Formula used: * \[R = \dfrac{{abc}}{{4\Delta }}\]
* \[r = \dfrac{\Delta }{S}\]
* \[\cos \left( {\dfrac {A}{2}} \right) = \sqrt {\dfrac{{S(S - a)}}{{bc}}} \];\[\cos \left( {\dfrac {B}{2}} \right) = \sqrt {\dfrac{{S(S - b)}}{{ac}}} \];\[\cos \left( {\dfrac {C}{2}} \right) = \sqrt {\dfrac{{S(S - c)}}{{ab}}} \]
Here S is the semi perimeter; \[\Delta \] is the area of triangle; a, b, c are sides of triangle; \[\cos \left( {\dfrac {A}{2}} \right);\cos \left( {\dfrac {B}{2}} \right);\cos \left( {\dfrac {C}{2}} \right)\] are the angles. On solving the equations we will get the value and then we will decide whether the statement is true or false.

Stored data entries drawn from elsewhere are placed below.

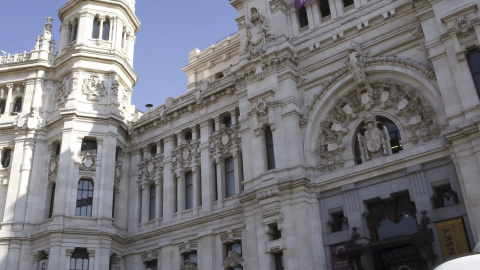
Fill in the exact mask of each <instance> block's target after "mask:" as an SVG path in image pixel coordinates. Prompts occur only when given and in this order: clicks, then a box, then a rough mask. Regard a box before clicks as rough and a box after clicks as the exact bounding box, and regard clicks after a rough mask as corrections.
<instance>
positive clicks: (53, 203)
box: [48, 183, 56, 218]
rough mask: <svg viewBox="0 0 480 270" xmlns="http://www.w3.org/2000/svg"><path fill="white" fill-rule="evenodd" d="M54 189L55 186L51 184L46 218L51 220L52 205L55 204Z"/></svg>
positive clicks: (55, 184)
mask: <svg viewBox="0 0 480 270" xmlns="http://www.w3.org/2000/svg"><path fill="white" fill-rule="evenodd" d="M55 187H56V184H55V183H53V185H52V188H51V189H50V207H49V210H48V218H51V217H52V215H53V204H54V202H55Z"/></svg>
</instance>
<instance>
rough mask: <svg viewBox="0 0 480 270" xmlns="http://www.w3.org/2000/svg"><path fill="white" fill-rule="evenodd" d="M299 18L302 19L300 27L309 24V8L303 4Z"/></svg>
mask: <svg viewBox="0 0 480 270" xmlns="http://www.w3.org/2000/svg"><path fill="white" fill-rule="evenodd" d="M298 20H299V21H300V28H303V27H305V26H307V25H308V16H307V8H305V6H302V7H301V8H300V9H299V10H298Z"/></svg>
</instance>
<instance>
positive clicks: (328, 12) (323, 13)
mask: <svg viewBox="0 0 480 270" xmlns="http://www.w3.org/2000/svg"><path fill="white" fill-rule="evenodd" d="M319 5H320V13H321V14H322V18H325V17H327V16H330V15H331V12H330V4H329V3H328V0H320V1H319Z"/></svg>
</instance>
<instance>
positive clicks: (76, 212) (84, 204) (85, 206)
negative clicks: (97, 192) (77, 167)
mask: <svg viewBox="0 0 480 270" xmlns="http://www.w3.org/2000/svg"><path fill="white" fill-rule="evenodd" d="M92 204H93V181H92V180H88V179H80V181H78V188H77V208H76V209H75V216H81V217H91V216H92Z"/></svg>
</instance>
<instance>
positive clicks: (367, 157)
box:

Complete step-by-step solution:
Step1: We are given $S = 4\operatorname{R} r\cos (\dfrac {A}{2})\cos (\dfrac {B}{2})\cos (\dfrac {C}{2})$. Here $R$ is circum-radius, $r$ is in-radius, $S$ is semi perimeter. By taking the R.H.S and substituting the values in the expression of $R$, $r$ etc. as \[R = \dfrac{{abc}}{{4\Delta }}\];\[r = \dfrac{\Delta }{S}\];\[\cos \left( {\dfrac {A}{2}} \right) = \sqrt {\dfrac{{S(S - a)}}{{bc}}} \];\[\cos \left( {\dfrac {B}{2}} \right) = \sqrt {\dfrac{{S(S - b)}}{{ac}}} \];\[\cos \left( {\dfrac {C}{2}} \right) = \sqrt {\dfrac{{S(S - c)}}{{ab}}} \]
Step2: On substituting the values we get
R.H.S:
$ \Rightarrow 4\left( {\dfrac{{abc}}{{4\Delta }}} \right)\left( {\dfrac{\Delta }{S}} \right)\sqrt {\dfrac{{S\left( {S - a} \right)}}{{bc}}} \sqrt {\dfrac{{S(S - b)}}{{ac}}} \sqrt {\dfrac{{S\left( {S - c} \right)}}{{ab}}} $
On multiplying the values in the square root we get:
$ \Rightarrow \dfrac{{abc}}{S}\sqrt {\dfrac{{{S^3}\left( {S - a} \right)\left( {S - b} \right)\left( {S - c} \right)}}{{{a^2}{b^2}{c^2}}}} $
Splitting ${S^3}$ into ${S^2} \times S$ and taking the square root of ${S^3}$ and ${a^2}{b^2}{c^2}$
$ \Rightarrow \dfrac{{abc}}{S} \times \dfrac{S}{{abc}}\sqrt {S\left( {S - a} \right)\left( {S - b} \right)\left( {S - c} \right)} $
$ \Rightarrow \sqrt {S\left( {S - a} \right)\left( {S - b} \right)\left( {S - c} \right)} $
This expression is equal to the $\Delta $ i.e. area of the triangle. But in the statement it is equal to the semi perimeter. Hence the given statement is false.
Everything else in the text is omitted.